With [MacPorts](https://www.macports.org) you can install support for individual languages, like so:

```
$ sudo port install tesseract-

```

But that is not possible with [Homebrew](https://brew.sh). It comes only with **English** support by default, so if you intend to use it for other language, the quickest solution is to install them all:

```
$ brew install tesseract tesseract-lang

```

Usage
-----

[](#usage)

### Basic usage

[](#basic-usage)

[![](./tests/EndToEnd/images/text.png "The quick brown fox jumps over the lazy dog.")](./tests/EndToEnd/images/text.png)

```
use thiagoalessio\TesseractOCR\TesseractOCR;
echo (new TesseractOCR('text.png'))
    ->run();
```

```
The quick brown fox
jumps over
the lazy dog.

```

### Other languages

[](#other-languages)

[![](./tests/EndToEnd/images/german.png "Bülowstraße")](./tests/EndToEnd/images/german.png)

```
use thiagoalessio\TesseractOCR\TesseractOCR;
echo (new TesseractOCR('german.png'))
    ->lang('deu')
    ->run();
```

```
Bülowstraße

```

### Multiple languages

[](#multiple-languages)

[![](./tests/EndToEnd/images/mixed-languages.png "I eat すし y Pollo")](./tests/EndToEnd/images/mixed-languages.png)

```
use thiagoalessio\TesseractOCR\TesseractOCR;
echo (new TesseractOCR('mixed-languages.png'))
    ->lang('eng', 'jpn', 'spa')
    ->run();
```

```
I eat すし y Pollo

```

### Inducing recognition

[](#inducing-recognition)

[![](./tests/EndToEnd/images/8055.png "8055")](./tests/EndToEnd/images/8055.png)

```
use thiagoalessio\TesseractOCR\TesseractOCR;
echo (new TesseractOCR('8055.png'))
    ->allowlist(range('A', 'Z'))
    ->run();
```

```
BOSS

```

### Breaking CAPTCHAs

[](#breaking-captchas)

Yes, I know some of you might want to use this library for the *noble* purpose of breaking CAPTCHAs, so please take a look at this comment:

API
---

[](#api)

### run

[](#run)

Executes a `tesseract` command, optionally receiving an integer as `timeout`, in case you experience stalled tesseract processes.

```
$ocr = new TesseractOCR();
$ocr->run();
```

```
$ocr = new TesseractOCR();
$timeout = 500;
$ocr->run($timeout);
```

### image

[](#image)

Define the path of an image to be recognized by `tesseract`.

```
$ocr = new TesseractOCR();
$ocr->image('/path/to/image.png');
$ocr->run();
```

### imageData

[](#imagedata)

Set the image to be recognized by `tesseract` from a string, with its size.
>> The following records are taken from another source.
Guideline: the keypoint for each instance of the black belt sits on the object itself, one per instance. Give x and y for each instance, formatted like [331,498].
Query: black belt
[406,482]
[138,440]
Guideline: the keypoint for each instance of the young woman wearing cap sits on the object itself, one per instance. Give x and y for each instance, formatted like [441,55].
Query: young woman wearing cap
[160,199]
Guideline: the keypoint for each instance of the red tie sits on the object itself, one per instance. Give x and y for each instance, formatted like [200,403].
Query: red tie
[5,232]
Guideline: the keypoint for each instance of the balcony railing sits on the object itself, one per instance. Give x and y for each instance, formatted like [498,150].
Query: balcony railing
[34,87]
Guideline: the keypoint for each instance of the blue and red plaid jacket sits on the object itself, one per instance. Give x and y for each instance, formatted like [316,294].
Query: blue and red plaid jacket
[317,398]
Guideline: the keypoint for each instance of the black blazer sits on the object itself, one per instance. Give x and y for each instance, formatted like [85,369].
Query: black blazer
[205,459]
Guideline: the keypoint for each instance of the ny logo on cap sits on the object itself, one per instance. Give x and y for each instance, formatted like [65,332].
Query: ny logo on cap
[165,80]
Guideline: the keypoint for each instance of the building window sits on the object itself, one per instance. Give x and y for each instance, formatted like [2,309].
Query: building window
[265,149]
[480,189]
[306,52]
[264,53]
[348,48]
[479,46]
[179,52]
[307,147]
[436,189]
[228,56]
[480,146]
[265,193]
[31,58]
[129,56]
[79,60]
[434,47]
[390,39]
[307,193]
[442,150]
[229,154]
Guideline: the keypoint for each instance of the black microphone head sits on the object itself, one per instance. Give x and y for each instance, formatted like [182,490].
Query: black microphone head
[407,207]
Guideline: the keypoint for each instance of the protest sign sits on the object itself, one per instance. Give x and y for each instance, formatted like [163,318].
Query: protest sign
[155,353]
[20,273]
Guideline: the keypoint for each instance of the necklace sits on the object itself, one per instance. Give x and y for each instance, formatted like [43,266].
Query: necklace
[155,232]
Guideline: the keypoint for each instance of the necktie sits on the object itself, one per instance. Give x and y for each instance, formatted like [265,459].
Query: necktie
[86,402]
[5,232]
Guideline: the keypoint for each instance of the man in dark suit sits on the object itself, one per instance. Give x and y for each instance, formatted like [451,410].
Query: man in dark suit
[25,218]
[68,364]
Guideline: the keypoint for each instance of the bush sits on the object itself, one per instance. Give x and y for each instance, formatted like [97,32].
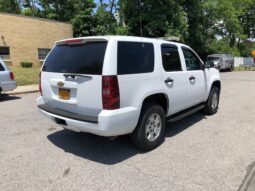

This can be useful when dealing with files that are already loaded in memory. You can easily retrieve the image data and size of an image object :

```
//Using Imagick
$data = $img->getImageBlob();
$size = $img->getImageLength();
//Using GD
ob_start();
// Note that you can use any format supported by tesseract
imagepng($img, null, 0);
$size = ob_get_length();
$data = ob_get_clean();

$ocr = new TesseractOCR();
$ocr->imageData($data, $size);
$ocr->run();
```

### executable

[](#executable)

Define a custom location of the `tesseract` executable, if by any reason it is not present in the `$PATH`.

```
echo (new TesseractOCR('img.png'))
    ->executable('/path/to/tesseract')
    ->run();
```

### version

[](#version)

Returns the current version of `tesseract`.

```
echo (new TesseractOCR())->version();
```

### availableLanguages

[](#availablelanguages)

Returns a list of available languages/scripts.

```
foreach((new TesseractOCR())->availableLanguages() as $lang) echo $lang;
```

**More info:**

### tessdataDir

[](#tessdatadir)

Specify a custom location for the tessdata directory.

```
echo (new TesseractOCR('img.png'))
    ->tessdataDir('/path')
    ->run();
```

### userWords

[](#userwords)

Specify the location of user words file.

This is a plain text file containing a list of words that you want to be considered as a normal dictionary words by `tesseract`.

Useful when dealing with contents that contain technical terminology, jargon, etc.

```
$ cat /path/to/user-words.txt
foo
bar

```

```
echo (new TesseractOCR('img.png'))
    ->userWords('/path/to/user-words.txt')
    ->run();
```

### userPatterns

[](#userpatterns)

Specify the location of user patterns file.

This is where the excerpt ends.